With almost a year under its belt, it appears that Edge adoption will be very close to our forecast. With 15% of Westlaw firms having already adopted, we think it is reasonable to expect that in the next 5 months Westlaw Edge will penetrate another 5% of the market.
The average Edge percentage price increase is slightly lower than the double-digit year-one increases we expected, coming in at 9%. Firms that have purchased the product are happy with it, but for the most part, they do not feel that Edge is a game-changer in the way that WestlawNext was.
So, has Edge been a failure or a masterstroke?
To understand the impact Edge sales have had on Westlaw revenue, we looked at the large law firm market segment (defined as firms with over 100 attorneys). We made some general assumptions about that population and for illustrative purposes, using a hypothetical average spend per attorney to come up with potential revenue impact for this segment. Please note this hypothetical does not match our actual price guidance for Westlaw. (You can find that guidance in our Optimizing Legal Information Pricing book here). Below are our assumptions:
- 400 firms in the over 100 attorney segment
- 80% of those firms have Westlaw
- 320 firms have Westlaw
- Average firm size is 250 attorneys
- 80,000 attorneys total large law population with Westlaw
- Hypothetical average spend per attorney for Westlaw in the market $175 per attorney per month
- Hypothetical revenue to Westlaw for over 100 attorney law firm segment: $168 million
Our survey indicated that roughly 15% of the market has purchased Edge, which translates to 12,000 attorneys with the product. If their cost increased 9%, Westlaw’s annual revenue grew roughly $2.2 million annually, or roughly only a 1.4% increase. If this 1.4% increase was the entire story, you’d probably call Edge a failure.

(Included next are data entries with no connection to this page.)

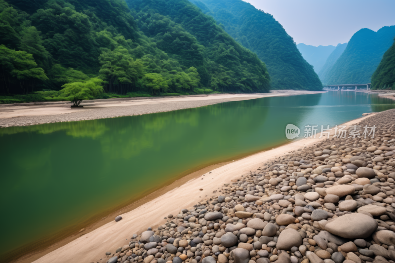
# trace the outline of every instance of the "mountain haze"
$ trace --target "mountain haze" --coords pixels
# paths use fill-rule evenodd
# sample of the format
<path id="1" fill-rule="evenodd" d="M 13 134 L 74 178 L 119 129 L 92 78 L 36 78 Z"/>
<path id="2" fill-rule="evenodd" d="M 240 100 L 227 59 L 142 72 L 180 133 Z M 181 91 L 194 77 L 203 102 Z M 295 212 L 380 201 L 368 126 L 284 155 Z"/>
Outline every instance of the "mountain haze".
<path id="1" fill-rule="evenodd" d="M 383 55 L 394 43 L 395 26 L 355 33 L 323 80 L 325 84 L 370 83 Z"/>
<path id="2" fill-rule="evenodd" d="M 270 14 L 241 0 L 191 1 L 265 62 L 272 88 L 322 88 L 313 67 L 302 56 L 292 38 Z"/>
<path id="3" fill-rule="evenodd" d="M 326 59 L 335 50 L 332 45 L 314 46 L 300 43 L 296 45 L 303 58 L 314 67 L 314 71 L 318 74 L 326 61 Z"/>
<path id="4" fill-rule="evenodd" d="M 395 42 L 384 53 L 372 76 L 372 89 L 389 88 L 395 90 Z"/>
<path id="5" fill-rule="evenodd" d="M 265 63 L 190 2 L 131 2 L 0 0 L 0 93 L 57 98 L 90 81 L 118 94 L 270 89 Z"/>
<path id="6" fill-rule="evenodd" d="M 325 64 L 321 68 L 321 70 L 319 71 L 319 73 L 318 74 L 318 76 L 319 77 L 319 79 L 321 79 L 322 83 L 325 82 L 325 79 L 328 72 L 330 71 L 330 69 L 335 65 L 337 59 L 340 57 L 347 46 L 347 43 L 338 44 L 335 50 L 332 52 L 326 59 Z"/>

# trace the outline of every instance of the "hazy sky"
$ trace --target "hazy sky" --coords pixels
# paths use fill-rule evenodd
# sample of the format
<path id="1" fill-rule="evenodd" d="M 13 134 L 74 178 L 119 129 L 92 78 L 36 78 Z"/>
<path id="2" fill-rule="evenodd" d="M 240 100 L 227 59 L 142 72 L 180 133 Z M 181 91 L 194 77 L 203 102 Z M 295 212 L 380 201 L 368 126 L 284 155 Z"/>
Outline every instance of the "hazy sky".
<path id="1" fill-rule="evenodd" d="M 244 0 L 269 13 L 297 44 L 348 42 L 361 28 L 395 25 L 395 0 Z"/>

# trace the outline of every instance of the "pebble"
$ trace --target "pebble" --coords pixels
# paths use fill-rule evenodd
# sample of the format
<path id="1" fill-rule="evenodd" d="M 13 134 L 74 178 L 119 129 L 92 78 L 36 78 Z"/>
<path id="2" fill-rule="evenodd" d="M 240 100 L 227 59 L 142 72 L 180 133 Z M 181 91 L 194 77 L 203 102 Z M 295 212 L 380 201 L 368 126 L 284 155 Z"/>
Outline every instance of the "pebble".
<path id="1" fill-rule="evenodd" d="M 312 220 L 320 221 L 328 218 L 328 212 L 322 209 L 316 209 L 312 213 Z"/>
<path id="2" fill-rule="evenodd" d="M 395 233 L 389 230 L 377 231 L 373 235 L 373 240 L 378 243 L 395 246 Z"/>
<path id="3" fill-rule="evenodd" d="M 356 169 L 356 174 L 359 178 L 364 177 L 369 179 L 374 178 L 376 176 L 376 173 L 374 172 L 374 170 L 368 167 L 358 168 Z"/>
<path id="4" fill-rule="evenodd" d="M 325 203 L 337 203 L 340 199 L 339 196 L 334 194 L 326 194 L 324 198 Z"/>
<path id="5" fill-rule="evenodd" d="M 309 192 L 305 194 L 305 199 L 310 201 L 316 201 L 319 199 L 319 194 L 316 192 Z"/>
<path id="6" fill-rule="evenodd" d="M 345 238 L 366 238 L 376 231 L 378 226 L 374 219 L 356 213 L 336 218 L 325 225 L 325 230 Z"/>
<path id="7" fill-rule="evenodd" d="M 277 249 L 289 250 L 292 247 L 299 247 L 302 243 L 299 232 L 293 228 L 288 228 L 280 233 L 276 247 Z"/>
<path id="8" fill-rule="evenodd" d="M 232 233 L 227 233 L 221 237 L 221 244 L 227 248 L 230 248 L 237 244 L 237 237 Z"/>
<path id="9" fill-rule="evenodd" d="M 349 194 L 353 194 L 355 192 L 355 188 L 353 186 L 341 185 L 334 186 L 326 188 L 325 190 L 326 194 L 333 194 L 339 197 L 342 197 Z"/>
<path id="10" fill-rule="evenodd" d="M 247 227 L 256 230 L 263 230 L 267 223 L 259 218 L 254 218 L 247 223 Z"/>
<path id="11" fill-rule="evenodd" d="M 374 140 L 334 138 L 263 162 L 220 187 L 217 195 L 169 215 L 158 228 L 133 234 L 130 246 L 117 250 L 116 262 L 394 260 L 395 146 L 388 140 L 395 135 L 395 110 L 390 111 L 386 120 L 376 122 Z M 361 124 L 372 125 L 369 119 Z"/>
<path id="12" fill-rule="evenodd" d="M 295 218 L 291 215 L 281 214 L 276 219 L 276 223 L 278 225 L 287 225 L 295 222 Z"/>
<path id="13" fill-rule="evenodd" d="M 246 249 L 237 248 L 232 250 L 235 263 L 248 263 L 250 253 Z"/>
<path id="14" fill-rule="evenodd" d="M 346 200 L 339 204 L 339 209 L 342 211 L 352 211 L 356 209 L 357 206 L 355 200 Z"/>
<path id="15" fill-rule="evenodd" d="M 273 223 L 269 223 L 263 228 L 262 235 L 272 237 L 276 235 L 276 232 L 277 227 L 276 227 L 276 225 Z"/>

However, to really understand how well Westlaw has actually performed with Edge you need to consider who the real purchasers likely are. In our Optimizing book, we note that roughly 15% of the market is over-paying for Westlaw, by 150% or more. Although we have no way to correlate who each of those firms are, it is very likely that they are most of the early adopters of Edge. These firms tend to be early-adopters of all products and have less price resistance than the market in general.
If you assume that most of the early adopters of Edge have a spend per attorney that is vastly (>150%) above the market, Westlaw’s incremental revenue grows to $6.8 million per year. This represents a 4% increase alone, just from Edge. If that is the case, Edge would be deemed a moderate success.

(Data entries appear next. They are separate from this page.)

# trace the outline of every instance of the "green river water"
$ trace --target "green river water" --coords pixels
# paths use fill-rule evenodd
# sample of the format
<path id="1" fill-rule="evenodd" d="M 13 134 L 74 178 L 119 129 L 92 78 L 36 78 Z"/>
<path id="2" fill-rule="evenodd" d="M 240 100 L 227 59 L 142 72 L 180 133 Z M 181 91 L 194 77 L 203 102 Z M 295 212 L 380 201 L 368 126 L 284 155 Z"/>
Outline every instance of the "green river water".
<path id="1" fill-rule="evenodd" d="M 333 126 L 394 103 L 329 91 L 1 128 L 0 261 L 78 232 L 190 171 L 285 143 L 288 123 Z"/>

Beyond this, and likely the greatest impact to Westlaw is the ability to leverage Edge to lock-in and extend a majority of their highest-paying customers. Every Westlaw Edge discussion that is not a renewal (about 2/3rds) is a reason to drop into the firm and extend the agreement for another 3-5-year period, securing a very significant and otherwise vulnerable revenue stream.
In conclusion, although Westlaw Edge may seem to have had an unspectacular first year, the dollar value increase combined with the ability to extend existing contracts has bought valuable time for Westlaw to hold off potential threats from Lexis or Bloomberg – making Edge a masterstroke.